His old friend Cameron was available because the Ravens had fired him 13 games into a season in which they eventually won the Super Bowl. Cameron has never badmouthed Harbaugh's decision. Quite the contrary. In January, he told the New York Times the firing was a "brilliant" motivational ploy. Harbaugh, who had wrestled with the decision, ordered Cameron a Super Bowl ring. Hart once again marveled at his son's poise. He praised the way Cameron handled the adversity, noting that he probably wouldn't have handled the situation nearly as well. "I told him I'm not as compassionate as he is," Hart said. But, Hart said, Cameron has always been an eternal optimist. "When he was a kid, if he came across a pile of horse manure, he'd start digging looking for a pony," Hart cracked.

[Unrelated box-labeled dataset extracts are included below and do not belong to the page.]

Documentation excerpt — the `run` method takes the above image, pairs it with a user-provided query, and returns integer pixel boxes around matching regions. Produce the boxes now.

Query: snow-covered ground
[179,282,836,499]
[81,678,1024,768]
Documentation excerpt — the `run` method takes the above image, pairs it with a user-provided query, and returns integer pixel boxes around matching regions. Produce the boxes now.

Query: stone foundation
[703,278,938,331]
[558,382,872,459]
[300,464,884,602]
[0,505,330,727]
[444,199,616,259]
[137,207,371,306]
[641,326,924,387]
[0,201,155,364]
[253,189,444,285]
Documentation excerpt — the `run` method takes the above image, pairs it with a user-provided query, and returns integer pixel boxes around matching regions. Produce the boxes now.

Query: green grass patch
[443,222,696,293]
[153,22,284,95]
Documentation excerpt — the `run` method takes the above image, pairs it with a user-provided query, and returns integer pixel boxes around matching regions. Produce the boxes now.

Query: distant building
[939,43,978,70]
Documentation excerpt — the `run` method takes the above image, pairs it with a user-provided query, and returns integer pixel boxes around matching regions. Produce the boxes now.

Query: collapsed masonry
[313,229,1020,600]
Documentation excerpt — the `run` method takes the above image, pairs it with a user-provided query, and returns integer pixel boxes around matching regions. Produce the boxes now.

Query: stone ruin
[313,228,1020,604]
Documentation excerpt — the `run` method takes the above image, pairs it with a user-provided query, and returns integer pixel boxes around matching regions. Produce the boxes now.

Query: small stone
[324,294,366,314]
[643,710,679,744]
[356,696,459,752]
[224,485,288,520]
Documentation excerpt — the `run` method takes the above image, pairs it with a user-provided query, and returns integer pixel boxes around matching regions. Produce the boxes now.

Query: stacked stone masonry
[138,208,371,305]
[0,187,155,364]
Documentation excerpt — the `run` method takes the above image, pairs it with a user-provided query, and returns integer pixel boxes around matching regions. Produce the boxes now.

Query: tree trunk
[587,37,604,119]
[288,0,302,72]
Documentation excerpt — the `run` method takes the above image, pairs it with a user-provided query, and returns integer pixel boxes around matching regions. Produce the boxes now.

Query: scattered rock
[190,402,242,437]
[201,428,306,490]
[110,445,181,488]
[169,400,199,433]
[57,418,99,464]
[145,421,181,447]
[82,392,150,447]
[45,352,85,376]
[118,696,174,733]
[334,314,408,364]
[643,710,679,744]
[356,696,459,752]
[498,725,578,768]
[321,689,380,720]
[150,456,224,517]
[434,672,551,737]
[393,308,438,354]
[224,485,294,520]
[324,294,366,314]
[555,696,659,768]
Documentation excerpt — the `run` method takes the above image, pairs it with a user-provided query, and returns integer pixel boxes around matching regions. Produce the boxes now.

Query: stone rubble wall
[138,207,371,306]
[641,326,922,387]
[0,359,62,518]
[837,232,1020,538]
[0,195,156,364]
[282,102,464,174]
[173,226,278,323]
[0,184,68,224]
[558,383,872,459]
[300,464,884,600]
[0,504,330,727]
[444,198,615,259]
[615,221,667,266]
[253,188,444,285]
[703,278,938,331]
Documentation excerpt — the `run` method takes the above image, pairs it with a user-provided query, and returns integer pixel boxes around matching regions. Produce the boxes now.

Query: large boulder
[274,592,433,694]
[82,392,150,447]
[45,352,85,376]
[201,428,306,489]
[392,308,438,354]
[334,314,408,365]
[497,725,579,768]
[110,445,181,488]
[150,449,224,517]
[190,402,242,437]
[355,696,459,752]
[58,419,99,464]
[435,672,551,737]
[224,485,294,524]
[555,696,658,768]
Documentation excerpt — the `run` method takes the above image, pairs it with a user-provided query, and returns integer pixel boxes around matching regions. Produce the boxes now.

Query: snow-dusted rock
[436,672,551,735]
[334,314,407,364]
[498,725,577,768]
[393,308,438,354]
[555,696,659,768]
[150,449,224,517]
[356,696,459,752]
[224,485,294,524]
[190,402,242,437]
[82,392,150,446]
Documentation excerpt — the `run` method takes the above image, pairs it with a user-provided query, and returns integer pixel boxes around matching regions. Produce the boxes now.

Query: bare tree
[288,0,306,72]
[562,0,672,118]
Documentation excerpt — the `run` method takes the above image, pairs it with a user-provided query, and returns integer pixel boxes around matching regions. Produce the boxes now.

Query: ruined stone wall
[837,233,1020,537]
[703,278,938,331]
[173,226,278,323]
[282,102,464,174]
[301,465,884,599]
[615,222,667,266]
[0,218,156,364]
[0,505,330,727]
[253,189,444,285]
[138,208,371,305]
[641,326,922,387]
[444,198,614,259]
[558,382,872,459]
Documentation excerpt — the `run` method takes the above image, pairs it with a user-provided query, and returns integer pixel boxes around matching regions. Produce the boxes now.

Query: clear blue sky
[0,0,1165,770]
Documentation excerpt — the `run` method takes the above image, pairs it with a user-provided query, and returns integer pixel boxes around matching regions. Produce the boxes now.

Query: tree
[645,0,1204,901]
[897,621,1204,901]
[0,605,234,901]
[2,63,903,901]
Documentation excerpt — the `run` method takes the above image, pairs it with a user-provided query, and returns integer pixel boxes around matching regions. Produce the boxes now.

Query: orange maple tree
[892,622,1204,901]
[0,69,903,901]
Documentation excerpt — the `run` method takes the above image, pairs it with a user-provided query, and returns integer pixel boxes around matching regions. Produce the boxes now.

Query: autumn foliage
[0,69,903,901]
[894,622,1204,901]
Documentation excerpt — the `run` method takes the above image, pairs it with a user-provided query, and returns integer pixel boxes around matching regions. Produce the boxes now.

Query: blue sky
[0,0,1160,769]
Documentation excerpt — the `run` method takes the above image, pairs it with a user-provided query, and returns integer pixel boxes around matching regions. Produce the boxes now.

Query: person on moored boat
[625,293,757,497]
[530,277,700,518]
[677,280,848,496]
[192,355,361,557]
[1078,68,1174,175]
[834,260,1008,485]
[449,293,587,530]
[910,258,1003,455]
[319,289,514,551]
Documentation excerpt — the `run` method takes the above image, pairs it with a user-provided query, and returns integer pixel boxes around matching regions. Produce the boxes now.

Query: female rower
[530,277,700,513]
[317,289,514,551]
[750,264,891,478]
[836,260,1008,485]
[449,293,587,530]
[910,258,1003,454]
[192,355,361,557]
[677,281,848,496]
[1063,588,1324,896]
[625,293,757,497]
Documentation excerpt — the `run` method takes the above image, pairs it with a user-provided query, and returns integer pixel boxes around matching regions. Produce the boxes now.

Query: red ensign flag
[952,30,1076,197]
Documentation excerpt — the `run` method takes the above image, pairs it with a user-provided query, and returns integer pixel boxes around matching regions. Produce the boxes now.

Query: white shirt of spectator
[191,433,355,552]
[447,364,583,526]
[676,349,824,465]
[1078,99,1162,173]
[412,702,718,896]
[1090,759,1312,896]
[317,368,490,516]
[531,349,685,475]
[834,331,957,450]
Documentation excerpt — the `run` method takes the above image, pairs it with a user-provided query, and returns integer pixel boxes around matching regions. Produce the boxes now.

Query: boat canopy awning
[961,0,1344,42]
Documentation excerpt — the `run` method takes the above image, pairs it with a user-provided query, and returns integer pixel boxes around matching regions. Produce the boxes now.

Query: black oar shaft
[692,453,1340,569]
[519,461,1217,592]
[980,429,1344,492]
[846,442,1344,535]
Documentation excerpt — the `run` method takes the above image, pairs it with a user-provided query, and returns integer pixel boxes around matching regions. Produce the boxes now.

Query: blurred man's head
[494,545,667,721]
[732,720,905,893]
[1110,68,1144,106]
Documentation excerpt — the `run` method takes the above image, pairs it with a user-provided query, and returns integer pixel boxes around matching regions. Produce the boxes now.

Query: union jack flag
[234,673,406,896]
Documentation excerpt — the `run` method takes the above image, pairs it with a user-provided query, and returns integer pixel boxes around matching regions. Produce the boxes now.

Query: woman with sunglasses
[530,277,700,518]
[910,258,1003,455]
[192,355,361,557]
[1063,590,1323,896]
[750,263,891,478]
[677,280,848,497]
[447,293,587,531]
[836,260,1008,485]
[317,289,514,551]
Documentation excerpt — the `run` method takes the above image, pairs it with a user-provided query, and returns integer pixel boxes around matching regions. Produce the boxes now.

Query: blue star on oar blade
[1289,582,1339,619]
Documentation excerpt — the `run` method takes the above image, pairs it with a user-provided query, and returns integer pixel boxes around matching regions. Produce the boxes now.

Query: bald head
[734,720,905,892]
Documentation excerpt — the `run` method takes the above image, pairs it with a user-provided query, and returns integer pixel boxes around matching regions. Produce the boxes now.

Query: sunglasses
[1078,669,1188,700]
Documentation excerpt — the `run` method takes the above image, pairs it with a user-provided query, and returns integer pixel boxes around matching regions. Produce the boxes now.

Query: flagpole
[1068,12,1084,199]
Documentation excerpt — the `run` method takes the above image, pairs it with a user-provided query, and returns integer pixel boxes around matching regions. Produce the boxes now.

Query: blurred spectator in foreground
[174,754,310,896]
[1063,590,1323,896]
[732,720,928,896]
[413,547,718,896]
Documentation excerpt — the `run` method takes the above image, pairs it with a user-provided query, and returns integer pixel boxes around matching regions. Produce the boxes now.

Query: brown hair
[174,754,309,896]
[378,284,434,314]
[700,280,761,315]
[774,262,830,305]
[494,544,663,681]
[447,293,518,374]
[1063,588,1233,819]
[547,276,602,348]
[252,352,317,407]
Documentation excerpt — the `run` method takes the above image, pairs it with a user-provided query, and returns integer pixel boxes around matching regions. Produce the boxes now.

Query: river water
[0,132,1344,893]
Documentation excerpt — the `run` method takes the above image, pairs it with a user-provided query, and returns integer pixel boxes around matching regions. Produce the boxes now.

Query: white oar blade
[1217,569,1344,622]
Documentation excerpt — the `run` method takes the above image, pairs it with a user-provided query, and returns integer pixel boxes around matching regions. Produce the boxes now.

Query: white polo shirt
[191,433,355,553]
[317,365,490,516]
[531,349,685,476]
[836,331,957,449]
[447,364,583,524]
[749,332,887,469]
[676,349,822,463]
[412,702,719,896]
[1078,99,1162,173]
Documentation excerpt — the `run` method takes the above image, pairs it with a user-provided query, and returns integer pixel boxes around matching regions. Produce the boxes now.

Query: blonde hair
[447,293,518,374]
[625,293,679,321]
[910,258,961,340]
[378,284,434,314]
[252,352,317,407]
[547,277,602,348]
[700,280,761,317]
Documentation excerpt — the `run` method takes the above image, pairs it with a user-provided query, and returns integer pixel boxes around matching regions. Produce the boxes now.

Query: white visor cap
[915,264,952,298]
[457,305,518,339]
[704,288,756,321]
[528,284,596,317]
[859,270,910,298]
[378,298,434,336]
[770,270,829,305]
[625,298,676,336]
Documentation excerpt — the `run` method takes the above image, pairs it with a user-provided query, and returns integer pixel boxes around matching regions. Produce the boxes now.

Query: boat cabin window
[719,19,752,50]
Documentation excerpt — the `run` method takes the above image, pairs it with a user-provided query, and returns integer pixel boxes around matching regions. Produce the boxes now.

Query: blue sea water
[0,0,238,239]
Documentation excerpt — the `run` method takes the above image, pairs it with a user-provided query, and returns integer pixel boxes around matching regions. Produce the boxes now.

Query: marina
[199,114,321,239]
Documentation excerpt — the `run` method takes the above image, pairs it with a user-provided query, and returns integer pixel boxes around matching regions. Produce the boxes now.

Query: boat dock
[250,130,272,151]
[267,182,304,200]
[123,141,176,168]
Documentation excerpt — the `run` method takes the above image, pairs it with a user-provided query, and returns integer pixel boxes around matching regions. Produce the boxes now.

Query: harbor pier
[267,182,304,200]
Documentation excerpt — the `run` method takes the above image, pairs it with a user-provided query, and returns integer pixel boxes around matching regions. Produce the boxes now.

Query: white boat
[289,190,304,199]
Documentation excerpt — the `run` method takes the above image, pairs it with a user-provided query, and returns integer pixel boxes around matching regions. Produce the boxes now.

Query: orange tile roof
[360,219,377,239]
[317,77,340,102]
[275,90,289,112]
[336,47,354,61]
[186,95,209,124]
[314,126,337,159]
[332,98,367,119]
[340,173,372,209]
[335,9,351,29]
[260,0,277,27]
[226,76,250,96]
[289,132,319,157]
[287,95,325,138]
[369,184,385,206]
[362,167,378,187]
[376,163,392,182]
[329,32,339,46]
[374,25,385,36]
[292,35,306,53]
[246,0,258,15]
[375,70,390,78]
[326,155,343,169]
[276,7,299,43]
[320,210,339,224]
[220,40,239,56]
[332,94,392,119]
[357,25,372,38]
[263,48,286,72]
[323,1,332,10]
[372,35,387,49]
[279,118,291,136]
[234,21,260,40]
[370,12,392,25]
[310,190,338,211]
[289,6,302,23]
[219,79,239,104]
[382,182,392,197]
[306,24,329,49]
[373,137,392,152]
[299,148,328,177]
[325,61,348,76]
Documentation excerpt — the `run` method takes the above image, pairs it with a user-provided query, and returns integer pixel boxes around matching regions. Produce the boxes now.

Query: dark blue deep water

Cameron sees only sunshine in Baton Rouge, and with good reason. While early departures took a huge chunk out of LSU's defense, the offense didn't suffer as badly. As defensive coordinator John Chavis helps his young crop of swamp monsters adjust to the SEC, a more productive offense is exactly what the Tigers need. Cameron thinks his offense has the raw material to provide that production. All he and his assistants have to do is coach them properly. "If you do all the little things right, and then you get players that are talented," Cameron said, "they'll take care of the big things." The players are talented. And if they can take care of enough big things, maybe Cameron can replicate that rush he felt that day in Carbondale a few more times.